Harry was properly scandalised.

"I!" he cried. "I am only a secretary!"

"Do you mean that for me?" said the girl. "Because I am only a
housemaid, if you please." And then, relenting at the sight of
Harry's obvious confusion, "I know you mean nothing of the sort,"
she added; "and I like your looks; but I think nothing of your Lady
Vandeleur. Oh, these mistresses!" she cried. "To send out a real
gentleman like you - with a bandbox - in broad day!"

During this talk they had remained in their original positions -
she on the doorstep, he on the side-walk, bareheaded for the sake
of coolness, and with the bandbox on his arm. But upon this last
speech Harry, who was unable to support such point-blank
compliments to his appearance, nor the encouraging look with which
they were accompanied, began to change his attitude, and glance
from left to right in perturbation. In so doing he turned his face
towards the lower end of the lane, and there, to his indescribable
dismay, his eyes encountered those of General Vandeleur. The
General, in a prodigious fluster of heat, hurry, and indignation,
had been scouring the streets in chase of his brother-in-law; but
so soon as he caught a glimpse of the delinquent secretary, his
purpose changed, his anger flowed into a new channel, and he turned
on his heel and came tearing up the lane with truculent gestures
and vociferations.

Harry made but one bolt of it into the house, driving the maid
before him; and the door was slammed in his pursuer's countenance.

"Is there a bar? Will it lock?" asked Harry, while a salvo on the
knocker made the house echo from wall to wall.

"Why, what is wrong with you?" asked the maid. "Is it this old
gentleman?"

"If he gets hold of me," whispered Harry, "I am as good as dead.
He has been pursuing me all day, carries a sword-stick, and is an
Indian military officer."

"These are fine manners," cried the maid. "And what, if you
please, may be his name?"

"It is the General, my master," answered Harry. "He is after this
bandbox."

"Did not I tell you?" cried the maid in triumph. "I told you I
thought worse than nothing of your Lady Vandeleur; and if you had
an eye in your head you might see what she is for yourself. An
ungrateful minx, I will be bound for that!"

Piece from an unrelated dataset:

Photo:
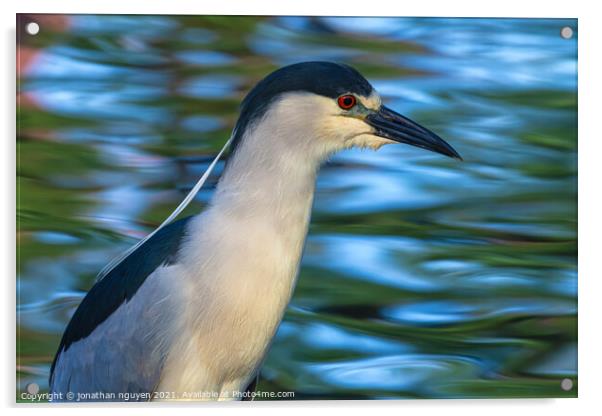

The General renewed his attack upon the knocker, and his passion
growing with delay, began to kick and beat upon the panels of the
door.

"It is lucky," observed the girl, "that I am alone in the house;
your General may hammer until he is weary, and there is none to
open for him. Follow me!"

So saying she led Harry into the kitchen, where she made him sit
down, and stood by him herself in an affectionate attitude, with a
hand upon his shoulder. The din at the door, so far from abating,
continued to increase in volume, and at each blow the unhappy
secretary was shaken to the heart.

"What is your name?" asked the girl.

"Harry Hartley," he replied.

"Mine," she went on, "is Prudence. Do you like it?"

"Very much," said Harry. "But hear for a moment how the General
beats upon the door. He will certainly break it in, and then, in
heaven's name, what have I to look for but death?"

"You put yourself very much about with no occasion," answered
Prudence. "Let your General knock, he will do no more than blister
his hands. Do you think I would keep you here if I were not sure
to save you? Oh, no, I am a good friend to those that please me!
and we have a back door upon another lane. But," she added,
checking him, for he had got upon his feet immediately on this
welcome news, "but I will not show where it is unless you kiss me.
Will you, Harry?"

"That I will," he cried, remembering his gallantry, "not for your
back door, but because you are good and pretty."

And he administered two or three cordial salutes, which were
returned to him in kind.

Then Prudence led him to the back gate, and put her hand upon the
key.

"Will you come and see me?" she asked.

"I will indeed," said Harry. "Do not I owe you my life?"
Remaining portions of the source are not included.